Australia's Aaron Baddeley outlasted Sweden's Daniel Chopra to win the Australian Masters on Sunday, saving par on the fourth hole of a playoff after hitting his tee shot into the trees.
Baddeley chipped to 8 feet on the fourth extra hole - the 18th - and made the putt. Chopra, who made several clutch putts in regulation and in the playoff, dragged his par putt wide from a slightly shorter distance, giving the Australian the win.
``I felt pretty good about that chip. I knew exactly where it would break,'' Baddeley said. He added that his putt for par ``would have gone into a thimble.''
It was the fifth time in six years that the Masters was decided in a playoff. The 18th played as one of the most difficult Sunday because of the wind, with only four birdies there in the final round.
``I felt I could eventually wear him down,'' Baddeley said. ``I was hitting the ball really well.''
Baddeley missed an 8-foot birdie putt on the first extra hole after Chopra missed his from twice that distance. Both missed long birdie putts on the second extra hole.
On the third extra hole, Chopra made a difficult 10-foot putt for par after Baddeley was left with a tap-in.
Baddeley closed with a 2-under 70 to match Chopra (71) at 13-under 275 on the Huntingdale course. Chopra birdied Nos. 15 and 16 in regulation, while Baddeley pulled into a tie for the lead with a birdie on 17.

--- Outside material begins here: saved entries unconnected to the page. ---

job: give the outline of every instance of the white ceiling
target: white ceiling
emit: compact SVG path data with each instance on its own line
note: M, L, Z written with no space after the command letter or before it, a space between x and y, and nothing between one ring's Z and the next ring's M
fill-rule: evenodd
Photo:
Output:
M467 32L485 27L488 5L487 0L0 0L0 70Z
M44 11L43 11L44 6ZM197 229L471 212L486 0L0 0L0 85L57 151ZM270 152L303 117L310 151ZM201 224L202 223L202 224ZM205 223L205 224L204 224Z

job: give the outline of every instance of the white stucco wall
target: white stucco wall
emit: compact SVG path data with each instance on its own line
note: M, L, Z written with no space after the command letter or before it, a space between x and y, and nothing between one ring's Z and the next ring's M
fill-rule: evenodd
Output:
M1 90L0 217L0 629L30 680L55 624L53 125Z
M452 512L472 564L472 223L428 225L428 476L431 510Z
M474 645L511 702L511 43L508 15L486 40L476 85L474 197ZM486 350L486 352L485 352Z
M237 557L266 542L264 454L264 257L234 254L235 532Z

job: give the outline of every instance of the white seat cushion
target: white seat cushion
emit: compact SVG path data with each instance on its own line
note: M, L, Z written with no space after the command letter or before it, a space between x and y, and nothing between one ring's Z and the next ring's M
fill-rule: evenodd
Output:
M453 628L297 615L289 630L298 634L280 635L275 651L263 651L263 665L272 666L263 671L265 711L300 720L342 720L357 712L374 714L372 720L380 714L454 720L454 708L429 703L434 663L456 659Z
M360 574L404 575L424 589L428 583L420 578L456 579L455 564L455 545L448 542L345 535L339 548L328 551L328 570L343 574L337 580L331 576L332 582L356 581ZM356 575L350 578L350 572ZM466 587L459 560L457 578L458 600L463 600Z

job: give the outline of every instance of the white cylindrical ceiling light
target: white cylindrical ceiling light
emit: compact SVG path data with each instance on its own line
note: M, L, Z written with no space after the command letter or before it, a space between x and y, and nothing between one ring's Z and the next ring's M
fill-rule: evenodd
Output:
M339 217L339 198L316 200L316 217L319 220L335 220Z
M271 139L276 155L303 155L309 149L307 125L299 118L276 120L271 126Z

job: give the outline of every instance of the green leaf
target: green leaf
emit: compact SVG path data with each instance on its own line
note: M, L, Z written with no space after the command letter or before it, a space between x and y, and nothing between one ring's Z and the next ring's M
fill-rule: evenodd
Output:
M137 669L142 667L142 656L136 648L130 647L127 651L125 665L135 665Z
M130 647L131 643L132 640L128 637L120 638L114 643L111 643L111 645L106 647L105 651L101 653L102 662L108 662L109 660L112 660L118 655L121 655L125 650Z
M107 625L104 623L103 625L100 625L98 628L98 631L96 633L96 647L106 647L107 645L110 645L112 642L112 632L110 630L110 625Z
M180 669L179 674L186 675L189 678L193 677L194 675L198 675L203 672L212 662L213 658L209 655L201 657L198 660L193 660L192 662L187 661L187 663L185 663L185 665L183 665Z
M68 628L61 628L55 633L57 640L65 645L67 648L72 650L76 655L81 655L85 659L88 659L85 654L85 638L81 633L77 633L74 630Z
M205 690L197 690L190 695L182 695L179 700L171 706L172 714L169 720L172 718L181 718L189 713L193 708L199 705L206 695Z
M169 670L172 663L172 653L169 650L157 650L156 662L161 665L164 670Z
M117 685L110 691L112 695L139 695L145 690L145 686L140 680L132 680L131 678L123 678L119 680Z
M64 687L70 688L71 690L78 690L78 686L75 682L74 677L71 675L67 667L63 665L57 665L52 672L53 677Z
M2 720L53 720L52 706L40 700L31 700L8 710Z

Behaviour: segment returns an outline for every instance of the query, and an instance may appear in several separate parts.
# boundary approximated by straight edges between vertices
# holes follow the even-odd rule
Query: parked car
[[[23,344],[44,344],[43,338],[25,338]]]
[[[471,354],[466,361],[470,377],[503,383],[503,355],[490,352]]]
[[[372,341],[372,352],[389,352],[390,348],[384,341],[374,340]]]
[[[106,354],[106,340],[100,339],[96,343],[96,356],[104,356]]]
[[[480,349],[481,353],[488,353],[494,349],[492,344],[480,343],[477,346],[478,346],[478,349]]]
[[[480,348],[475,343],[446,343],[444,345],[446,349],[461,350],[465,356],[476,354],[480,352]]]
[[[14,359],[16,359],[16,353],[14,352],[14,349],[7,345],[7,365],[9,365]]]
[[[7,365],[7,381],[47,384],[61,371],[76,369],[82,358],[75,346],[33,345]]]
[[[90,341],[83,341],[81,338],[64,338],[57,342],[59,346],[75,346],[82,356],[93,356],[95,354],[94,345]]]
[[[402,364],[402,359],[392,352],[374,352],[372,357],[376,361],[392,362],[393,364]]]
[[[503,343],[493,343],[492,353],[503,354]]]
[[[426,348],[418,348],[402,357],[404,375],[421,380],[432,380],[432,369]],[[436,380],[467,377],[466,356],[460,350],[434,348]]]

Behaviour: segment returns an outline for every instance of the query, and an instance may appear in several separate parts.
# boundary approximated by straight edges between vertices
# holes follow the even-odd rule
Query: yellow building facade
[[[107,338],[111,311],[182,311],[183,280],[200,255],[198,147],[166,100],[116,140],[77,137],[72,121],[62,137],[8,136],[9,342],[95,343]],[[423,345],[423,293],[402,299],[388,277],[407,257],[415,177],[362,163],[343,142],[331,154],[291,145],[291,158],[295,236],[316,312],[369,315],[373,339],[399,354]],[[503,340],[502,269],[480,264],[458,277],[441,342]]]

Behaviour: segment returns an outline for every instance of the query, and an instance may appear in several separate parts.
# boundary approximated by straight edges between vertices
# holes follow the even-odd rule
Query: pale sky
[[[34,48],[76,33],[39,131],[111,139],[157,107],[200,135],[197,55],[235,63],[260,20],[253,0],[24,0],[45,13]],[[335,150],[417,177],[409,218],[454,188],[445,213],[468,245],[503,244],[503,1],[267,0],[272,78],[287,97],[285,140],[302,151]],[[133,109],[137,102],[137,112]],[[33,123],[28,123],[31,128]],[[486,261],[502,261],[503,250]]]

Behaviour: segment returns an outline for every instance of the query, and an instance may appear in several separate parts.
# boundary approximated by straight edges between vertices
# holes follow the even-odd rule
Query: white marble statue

Australia's Stuart Appleby made a double bogey on the 18th for a 69 that left him two strokes back in third. After his tee shot went into a fairway bunker, he pulled his 8-iron from the sand into the corporate marquee area.
His shot from the drop zone finished 25 feet from the hole, and the long uphill putt for par went 6 feet past. He two-putted from there for a 6.
Australia's Robert Allenby, the leader after each of the first two rounds, closed with a 73 to tie for 10th at 7 under. Rory McIlroy, the 18-year-old from Northern Ireland, was another stroke back after a 73.
Baddeley will travel to China on Monday for a junior tournament he sponsors. He'll return to the Australasian tour for December's Australian Open, a tournament he won as an 18-year-old amateur in 1999 and again the following year as a professional.